Si l’anarchie est avant tout une « révolte viscérale », Emma Goldmann a épousé et servi à corps perdu toutes les révoltes de son temps. Cette propagandiste anarchiste à la trempe de tribun en a épuisé aussi toutes les désillusions, d’emprisonnements en exils, sans jamais se renier - et désarmer.

Le vocable « anarchie » remonte au grec ancien et s’entend toujours sur un mode péjoratif (au sens de « chaos » ou de « désordre »...), mais Emma Goldmann, nourrie de la pensée de Pierre-Joseph Proudhon (1809-1865) et de Pierre Kropotkine (1842-1921), l’a revivifié au fil d’une vie intense, portée par une véritable « force utopique » et un féminisme incarné avec audace.

Elle nait le 27 juin 1869 à Kowno (l’actuelle Lituanie) alors dans l’empire russe, qu’elle quitte dès ses seize ans pour émigrer aux Etats-Unis, après avoir travaillé dans une fabrique de corsets à Saint-Petersbourg. La pendaison « pour l’exemple » de quatre militants libertaires le 11 novembre 1887, à la suite d’une manifestation ouvrière ayant dégénéré en massacre à Haymarket Square (Chicago) le 4 mai 1886, décide de son engagement actif pour un idéal libertaire.
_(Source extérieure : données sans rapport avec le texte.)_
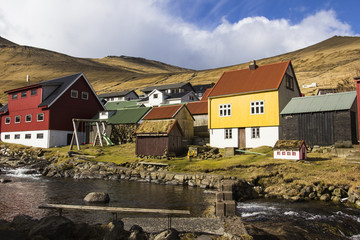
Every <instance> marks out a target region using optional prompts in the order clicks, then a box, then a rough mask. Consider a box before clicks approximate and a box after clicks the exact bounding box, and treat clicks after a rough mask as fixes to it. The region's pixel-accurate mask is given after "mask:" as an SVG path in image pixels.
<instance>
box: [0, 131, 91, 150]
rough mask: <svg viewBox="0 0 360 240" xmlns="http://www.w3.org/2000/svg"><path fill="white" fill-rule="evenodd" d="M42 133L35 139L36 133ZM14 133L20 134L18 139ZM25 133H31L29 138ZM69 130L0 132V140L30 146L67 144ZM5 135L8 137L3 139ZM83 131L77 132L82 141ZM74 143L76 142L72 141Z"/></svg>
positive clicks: (36, 146) (83, 136) (9, 142)
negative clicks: (9, 136) (67, 139)
mask: <svg viewBox="0 0 360 240" xmlns="http://www.w3.org/2000/svg"><path fill="white" fill-rule="evenodd" d="M38 133H42V134H43V138H42V139H37V137H36V136H37V134H38ZM15 134H20V139H15ZM26 134H31V138H30V139H25V135H26ZM68 134H72V132H71V131H56V130H39V131H21V132H2V133H1V140H2V141H3V142H7V143H15V144H22V145H25V146H31V147H40V148H50V147H55V146H64V145H67V136H68ZM5 135H10V139H5ZM83 139H84V133H79V141H80V143H82V142H83ZM74 144H76V143H74Z"/></svg>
Cette année-là elle épouse son compatriote Jacob Kerschner, « opérateur en confection » de manteaux originaire d’Odessa , qui travaillait sur la machine à côté de la sienne, à l’usine Rubinstein de Rochester.

Divorcée en 1888, elle rencontre lors de sa première journée à New York Alexandre Berkmann, dit Sasha (1870-1936), un jeune militant qui devient son compagnon de lutte pour la vie. Berkman l’introduit auprès de Johann Most (1846-1906), fondateur du journal Die Freiheit. Alors qu’elle travaille à l’expédition du journal, Most l’encourage à prendre la parole en public. Dès lors, elle sillonne les Etats-Unis d’est en ouest pour d’interminables tournées de conférences et découvre que sa fougue d’oratrice déplace les foules. Mais ces « performances » sont aussi éprouvantes, car infestée de « chiens de garde » déterminés à lui sauter à la gorge – et il lui faut souvent changer de salle au pied levé pour échapper tant aux provocations qu’aux tentatives d’interpellation...

 

La « propagande par le fait »

Leur inspirateur, Kropotkine, avait écrit dans son journal Le Révolté (25 décembre 1880) : « La révolte permanente par la parole, par l’écrit, par le poignard, le fusil, la dynamite (...), tout est bon pour nous qui n’est pas de la légalité  »... En 1892, Alexandre Berckmann incarne cette « propagande par le fait » en tentant d’assassiner l’industriel Henry Clay-Frick (1849-1919), responsable du massacre des grévistes des aciéries de Homestead en Pennsylvanie. Il ne réussit qu’à le blesser et est condamné à vingt-deux ans de prison – il en effectue quatorze, avec le soutien d’Emma qui ne cesse de lui écrire tout en menant une vie intense selon ses idéaux libertaires et féministes.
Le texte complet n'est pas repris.